Flaws and Consequences

Keller’s fatal flaw is his hubris, his arrogant belief that he could escape the consequences of his actions. He attempts to conceal his crime and continue his life as if nothing happened. His decision to prioritize his business over the lives of 21 pilots stems from this arrogance. The consequences of his actions are devastating: Larry’s suicide, the deaths of the pilots, his wife’s trauma and denial, his business partner’s imprisonment, and Chris’s profound disappointment.

Anagnorisis and the Limits of Keller’s Worldview

Keller’s anagnorisis, the moment of realization, occurs when he reads Larry’s letter. The letter reveals that Larry, whom Keller believed understood and forgave him, committed suicide due to his father’s actions. This realization shatters Keller’s world and leads to his own tragic end. Keller’s hubris is evident in his words to Chris: “Chris, Chris, I did it for you…when would I have another chance to make something for you?” The repetition of “for you” and his rhetorical questions underscore his strong family values but also expose his blindness to his social responsibility. Keller’s world revolves around his immediate family and business, neglecting the broader society that Chris refers to as “his country” or “the world.” This limited worldview reveals Keller’s social irresponsibility and his inability to grasp the far-reaching consequences of his actions.

Old vs.
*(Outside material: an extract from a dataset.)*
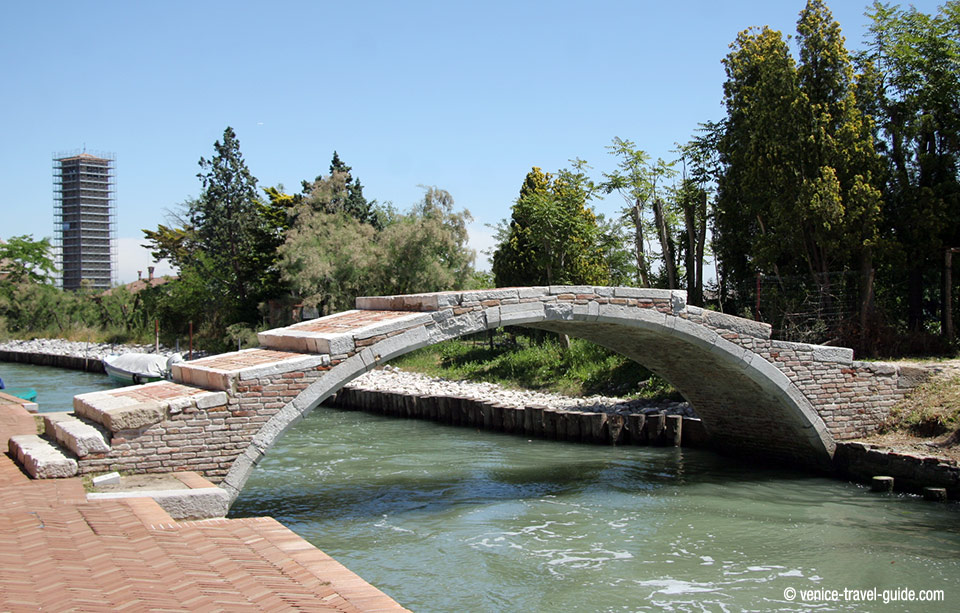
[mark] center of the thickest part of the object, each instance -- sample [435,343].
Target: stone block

Young: A Generational Divide

The play highlights a stark contrast between the older and younger generations. Keller embodies the selfishness and closed-mindedness of the older generation, while Chris represents the more caring and socially responsible younger generation. This contrast is evident in Chris’s statement, “you were killing my boys.” The phrase “my boys” suggests a sense of brotherhood and shared humanity that Keller fails to comprehend. This passage showcases an inversion of roles, with Chris displaying greater maturity and open-mindedness than his father.

Motivations and the Price of Success

Keller’s motivations for shipping the faulty parts were purely economic. Driven by fear of the army’s repercussions and a desire for profit and business growth, he prioritizes his financial success over human life. This highlights the play’s theme of war profiteering. Keller, a self-made man who rose from poverty to become a successful factory owner, embodies the image of the American Dream. However, his pursuit of success comes at a terrible cost, ultimately leading to his downfall.

Euphemisms and the Burden of Guilt

Keller’s use of euphemisms when confronted by Chris betrays his guilt and shame. He struggles to confront the magnitude of his actions, clinging to justifications and downplaying his role in the tragedy. His statement, “I was afraid maybe…”, with its use of “maybe” and ellipsis, reveals his reluctance to fully acknowledge the consequences of his choices. It is only later, upon reading Larry’s letter, that he experiences his anagnorisis and confronts the devastating truth of his actions.


Joe Keller, blinded by his love for his family and his ambition for success, fails to grasp the true extent of his responsibility. His tragic end serves as a stark reminder of the devastating consequences of prioritizing personal gain over social responsibility. Through Keller’s downfall, Miller critiques the American Dream’s potential to foster greed and moral compromise, ultimately leading to tragedy.